Davacılar vekili temyiz dilekçesinde özetle; davacı ile davalıların amcası ... arasındaki yazılı sözleşmenin Mahkemece esas alınması gerekirken soyut ve davacı tanığı olarak gösterilen mahalli bilirkişi beyanının dikkate alınmasının hukuka aykırı olduğunu, davacılar lehine olan beyanların ise dikkate alınmadığını ileri sürerek Bölge Adliye Mahkemesi kararının bozulmasını talep etmiştir.

B. Değerlendirme ve Gerekçe

Dava, kadastro öncesi hukuki nedene dayalı tapu iptali ve tescil istemine ilişkindir.

Bölge adliye mahkemelerinin nihai kararlarının bozulması 6100 sayılı Kanun'un 371. maddesinde yer alan sebeplerden birinin varlığı hâlinde mümkündür.

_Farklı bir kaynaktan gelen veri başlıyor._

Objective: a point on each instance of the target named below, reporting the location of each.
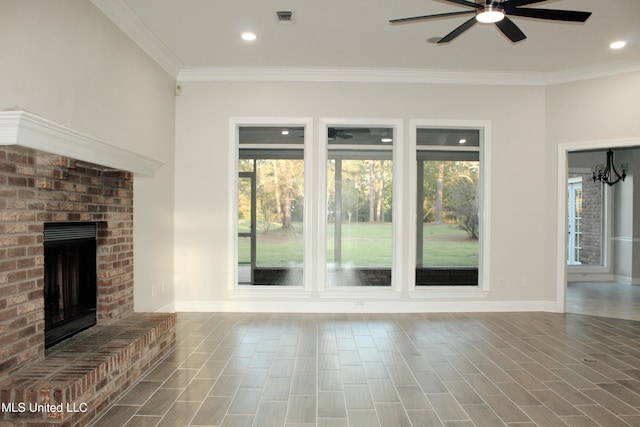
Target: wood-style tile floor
(469, 369)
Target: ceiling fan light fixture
(619, 44)
(490, 15)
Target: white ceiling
(356, 34)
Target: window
(574, 210)
(448, 205)
(270, 206)
(585, 219)
(359, 227)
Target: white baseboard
(367, 306)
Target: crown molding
(361, 75)
(592, 72)
(28, 130)
(121, 15)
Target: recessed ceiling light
(618, 44)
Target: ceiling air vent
(284, 16)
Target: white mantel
(31, 131)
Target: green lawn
(364, 244)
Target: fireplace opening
(69, 279)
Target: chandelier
(608, 174)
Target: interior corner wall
(68, 63)
(518, 200)
(602, 109)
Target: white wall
(518, 200)
(65, 61)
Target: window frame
(235, 123)
(322, 154)
(484, 127)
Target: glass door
(574, 210)
(246, 226)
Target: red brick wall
(35, 188)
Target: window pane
(359, 220)
(448, 137)
(448, 222)
(585, 220)
(270, 208)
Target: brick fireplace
(38, 187)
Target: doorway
(590, 278)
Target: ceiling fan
(497, 11)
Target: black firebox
(69, 279)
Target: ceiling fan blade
(510, 30)
(425, 17)
(461, 29)
(466, 3)
(510, 4)
(551, 14)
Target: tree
(463, 205)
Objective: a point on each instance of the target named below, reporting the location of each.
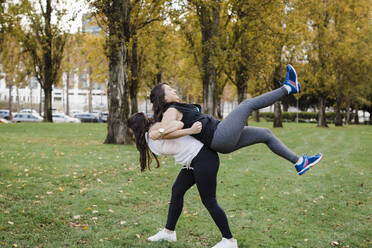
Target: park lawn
(60, 186)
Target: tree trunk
(241, 82)
(31, 97)
(322, 122)
(356, 116)
(48, 104)
(10, 85)
(118, 79)
(348, 113)
(18, 100)
(67, 94)
(41, 101)
(209, 19)
(285, 106)
(219, 108)
(134, 83)
(277, 105)
(277, 115)
(256, 115)
(338, 119)
(90, 85)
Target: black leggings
(205, 165)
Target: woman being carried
(200, 167)
(230, 134)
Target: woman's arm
(167, 128)
(194, 129)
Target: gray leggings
(232, 134)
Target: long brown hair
(140, 124)
(157, 99)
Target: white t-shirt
(183, 149)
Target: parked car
(61, 118)
(104, 116)
(5, 114)
(26, 117)
(4, 121)
(86, 117)
(30, 111)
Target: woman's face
(170, 94)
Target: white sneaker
(163, 235)
(226, 243)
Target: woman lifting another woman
(230, 134)
(200, 167)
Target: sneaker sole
(310, 165)
(298, 87)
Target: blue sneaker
(291, 80)
(307, 163)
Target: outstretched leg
(228, 132)
(254, 135)
(183, 183)
(206, 166)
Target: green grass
(51, 173)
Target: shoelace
(187, 167)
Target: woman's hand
(196, 127)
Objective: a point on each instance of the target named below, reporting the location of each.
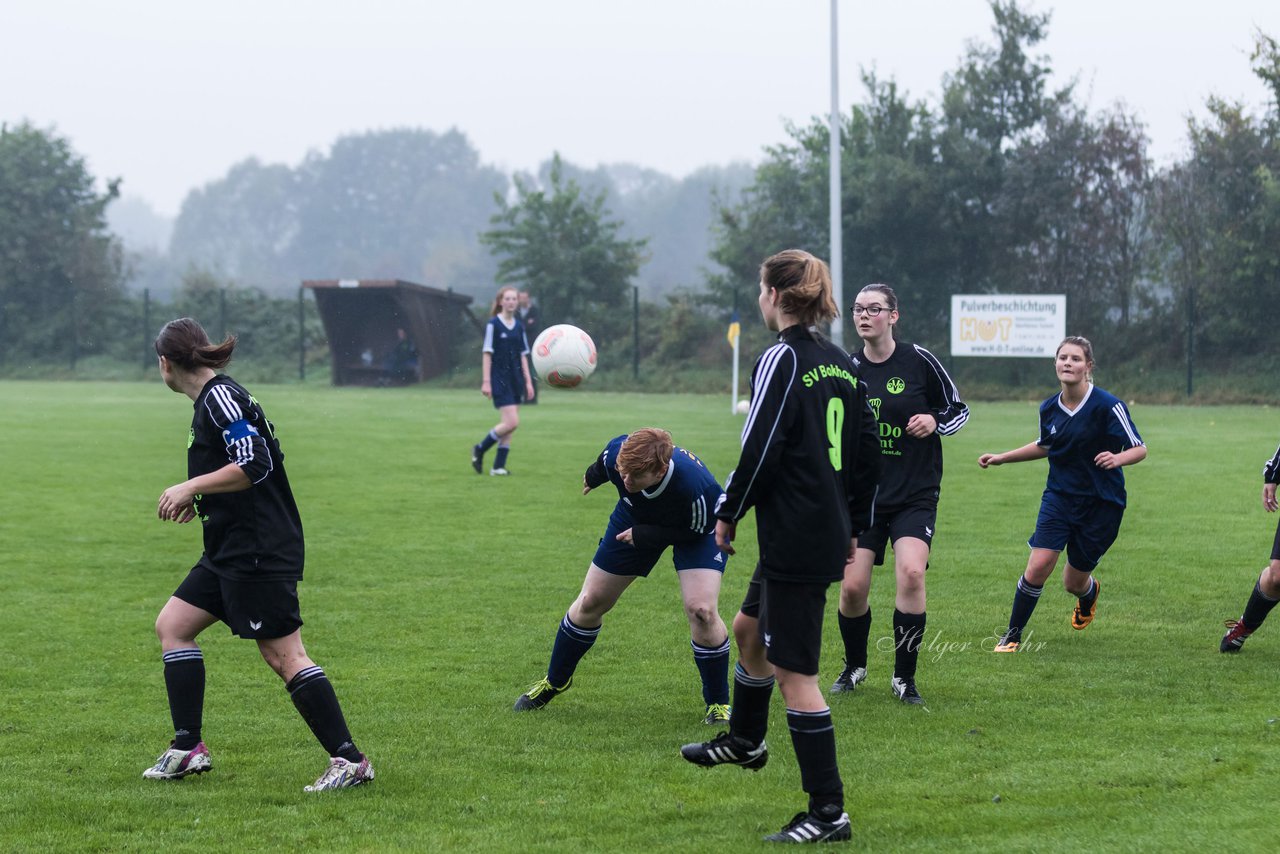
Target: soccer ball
(563, 355)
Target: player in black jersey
(506, 378)
(251, 566)
(914, 402)
(809, 464)
(1266, 590)
(666, 497)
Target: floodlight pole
(837, 268)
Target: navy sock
(1257, 610)
(1024, 602)
(488, 442)
(854, 631)
(184, 683)
(908, 634)
(713, 667)
(572, 642)
(318, 704)
(752, 695)
(814, 739)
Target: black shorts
(255, 610)
(917, 519)
(790, 615)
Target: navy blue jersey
(507, 345)
(910, 382)
(679, 508)
(254, 534)
(1074, 438)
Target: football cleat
(849, 679)
(1080, 619)
(807, 827)
(904, 689)
(726, 748)
(717, 713)
(176, 765)
(1008, 643)
(343, 773)
(539, 694)
(1234, 638)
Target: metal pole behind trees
(837, 250)
(302, 336)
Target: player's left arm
(1121, 429)
(947, 412)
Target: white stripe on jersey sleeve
(1127, 424)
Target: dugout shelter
(361, 318)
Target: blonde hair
(804, 286)
(645, 450)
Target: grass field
(432, 597)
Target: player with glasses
(914, 402)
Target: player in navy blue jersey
(914, 402)
(251, 566)
(1266, 590)
(808, 466)
(1088, 437)
(507, 380)
(666, 497)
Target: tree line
(1004, 185)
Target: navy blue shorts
(1084, 525)
(622, 558)
(255, 610)
(917, 519)
(790, 620)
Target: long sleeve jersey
(810, 459)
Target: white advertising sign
(1004, 324)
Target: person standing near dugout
(914, 402)
(809, 464)
(666, 497)
(1266, 590)
(1088, 437)
(251, 566)
(506, 378)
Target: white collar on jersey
(662, 484)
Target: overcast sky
(168, 95)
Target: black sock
(1089, 596)
(712, 665)
(1257, 610)
(1024, 602)
(318, 703)
(752, 695)
(814, 739)
(184, 681)
(908, 634)
(854, 631)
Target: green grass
(1133, 735)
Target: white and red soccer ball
(563, 355)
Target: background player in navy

Kadastro sonucu, Sivas ili, İmranlı ilçesi, Yazıkavak köyü çalışma alanında bulunan 105 ada 31 parsel sayılı 11.310,40 metrekare yüz ölçümündeki taşınmaz, irsen intikal, taksim ve kazandırıcı zamanaşımı zilyetliği nedeniyle davalıların murisi ... adına tespit ve tescil edilmiştir. Davacı ..., dava konusu taşınmazı 07.04.1965 tarihli satış senedine istinaden satın aldığını ileri sürerek tapu kaydının iptali ve adına tescil istemiyle dava açmıştır.

Temyizen incelenen karar, tarafların karşılıklı iddia ve savunmalarına, dayandıkları belgelere, uyuşmazlığa uygulanması gereken hukuk kuralları ile hukuki ilişkinin nitelendirilmesine, dava şartlarına, yargılama ve ispat kuralları ile kararda belirtilen gerekçelere göre usul ve kanuna uygun olup davacılar vekili tarafından temyiz dilekçesinde ileri sürülen nedenler kararın bozulmasını gerektirecek nitelikte görülmemiştir.

VI. KARAR

Açıklanan sebeplerle;

Davacılar vekilinin temyiz itirazlarının reddiyle Bölge Adliye Mahkemesi kararının 6100 sayılı Kanun'un 370. maddesinin birinci fıkrası uyarınca ONANMASINA,

Aşağıda yazılı 345,55 TL bakiye onama harcının temyiz eden davacılardan alınmasına,

Dosyanın İlk Derece Mahkemesine, kararın bir örneğinin Bölge Adliye Mahkemesine gönderilmesine,

24.02.2025 tarihinde kesin olmak üzere oy birliğiyle karar verildi.